The Indian Express logged into some of these websites and found how easily one can buy data — names, phone numbers and even addresses. The data is differentiated into different categories for “marketing purposes”.
Categories include ‘students seeking jobs’, ‘senior citizens’, ‘doctors in Delhi-NCR’ and ‘car owners in Delhi-NCR’, making it easier for fraudsters to zero in on the group they meant to target.
The data is available in the form of different files, and one simply has to create an account on the websites and buy it.
A team led by ACP Raman Lamba found that the accused were procuring numbers from such websites and sending bulk messages regularly.
“They mostly target senior citizens, retired officials and frequent shoppers. Data of these people are easily available on the websites,” said one officer. The Indian Express contacted one of the websites and asked them about the data being sold online.
The company, which refused to be named, claimed one can share and sell details such as name, email IDs and phone numbers as these are categorised as “general data”. However, data such as credit card details and medical records cannot be shared online as it is “sensitive/personal”.
“There are no laws protecting the selling of general data. The data can be categorised and sold online for marketing purposes. Many brands want their ‘target audience/customers’ and need such data. This data selling business was started to provide data for marketing purposes, but cyber criminals may use it for illegal purposes too… The data is only shared for promotional activities… It is the user’s responsibility,” said the company’s spokesperson.

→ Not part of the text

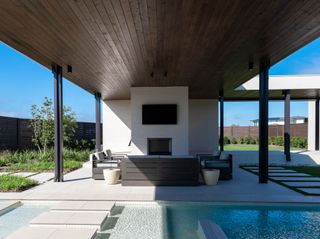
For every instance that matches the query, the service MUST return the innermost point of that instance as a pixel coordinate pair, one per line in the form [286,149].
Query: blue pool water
[19,217]
[245,222]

Asked how the websites gathered such data in the first place, the spokesperson said: “As there are a lot of companies who sell data, so they purchase data from each other whichever is required. However the original source of data is unknown. But as per my knowledge, some data like B2B companies data, doctors data, chemists data is collected from web directory sites where name, address and contact numbers are available openly. And other data may be sold by companies itself — for example I have opened an account (with a broker) for trading, and after a few days I start getting calls from different companies for trading purpose, so we can believe the data is obviously sold by the company itself, and when this data is used by these companies, it comes in open market for reselling by small medium sellers.”
In the case where a fake banking app was created, the accused would send bulk messages to thousands every day and then wait for people to click on the link.
An officer said that when the victims would click on the link, they were directed to the fake/phishing website, while the accused would open the original website. As the person typed their username and password, the accused would see it in real time, the officer said.
At this point, an OTP or one-time password would be required for sign-in.
“Since the OTP is a crucial part of the sign-in, the accused would also put an OTP link on the fake site. As soon as the victim would type the OTP received on their mobile number, the accused would use it on the original website and get access to the account,” said the officer.
Further, the accused would send more OTPs to keep withdrawing money from the account. On the victim’s mobile/laptop screen, he/she would see the KYC formalities being completed and the site asking for yet another OTP to finish the process.
“While the victim is thinking he is completing his KYC process or registration for reward points, the accused is simply stealing OTPs and withdrawing money from his account,” added the officer.
In one specific case, the accused were arrested with more than Rs 2 crore. “They started the operation during the pandemic; in fact many gangs did. We received over 25 complaints with the same modus operandi. Most of the complainants were 45-plus. One of the complainants, a retired DU professor, was cheated of Rs 1.7-2 lakh. This was the largest amount.”